Retiring Baby Boomers: Fewer Than Expected
At 78 million strong, baby boomers have always been a targeted demographic. Dubbed by the Social Security Administration as a “silver tsunami,” the baby boomers are an attractive opportunity for the financial services industry.
The financial services industry launched advertising campaigns geared towards boomers early. Many such firms have counted on the baby boomers to fuel growth in new products, from target-date mutual funds to investment funds that buy retirement businesses to expanded offerings form leisure industries. The experts, however, were wrong. For at least the next 25 years, as reported in the May 22, 2008 issue of Business Week, the retirement market will be much smaller than the often-cited 78 million. In fact, the growth rate will be less than four percent annually or may even be zero.
Coyne Partnership actually ran the numbers to see exactly when this silver tsunami will hit and exactly how large it would be. According to the firm, if the trend to work longer stops today, the number of “true retirees,” which excludes those who never worked in the first place, will only reach 46 million in 2017. Given that the trend for persons over age 50 to work longer has been underway since before 1994, it is not likely to decrease. A more probable scenario is one in which Americans choose to work beyond age 65, producing less than 36 million retirees in 2017.
At present, there are already 35 million true retirees, which essentially means that there will be no growth at all. Adding in Americans who never worked (14 million today vs. 17 million in 2017), the highest growth assumption is still less than three percent, and the expected growth rate is under one percent.

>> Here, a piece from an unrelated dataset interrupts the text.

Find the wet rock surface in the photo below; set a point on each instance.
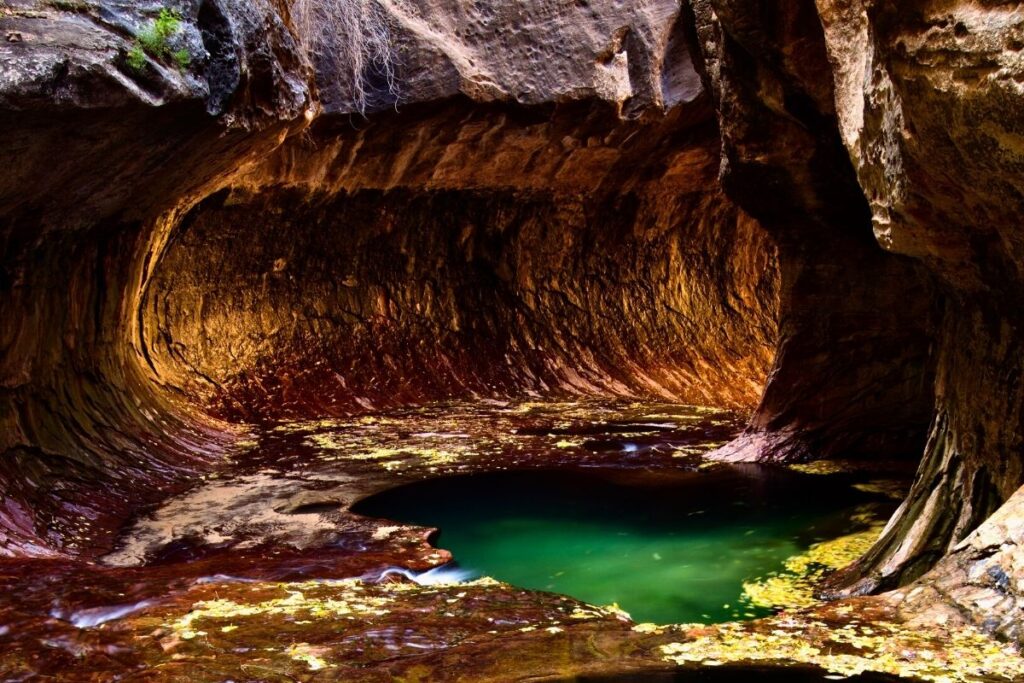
(863, 232)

Since the 78 million baby boomers were born over a period of 18 years (from 1946 to 1964), one might expect about 4 million retirees per year as they age. This year, the number of pre-boomer retirees was about 1.8 million. Accounting for 15 percent of people who did not participate in the workforce, 18 percent who were employed part time, and the number of people who work well past the age of 65, the number of retirees is expected to stay under 2.6 million per year for the next 25 years.
The biggest losers in the impending retirement wave will likely be the financial institutions: banks, brokerage firms, and insurance companies who have already invested heavily in the retirement financial services market. In fact, financiers face a marketplace that is already at capacity and can expect price declines for their services. Industries that have already begun to spend in advance on presumed growth are sure to lose as well. On the other hand, the big winners may well be everyone else.
Demographers forecasted serious labor shortages as a result of the retiring boomer workforce. Since the turnover is less severe than previously estimated, there will be fewer retirees, more workers, and therefore less of an economic burden than previously expected.
All investors should be wary of financial services firms that have introduced products designed for the baby boomer retirees who never materialize. Such firms may attempt to find a way to sell them to somebody.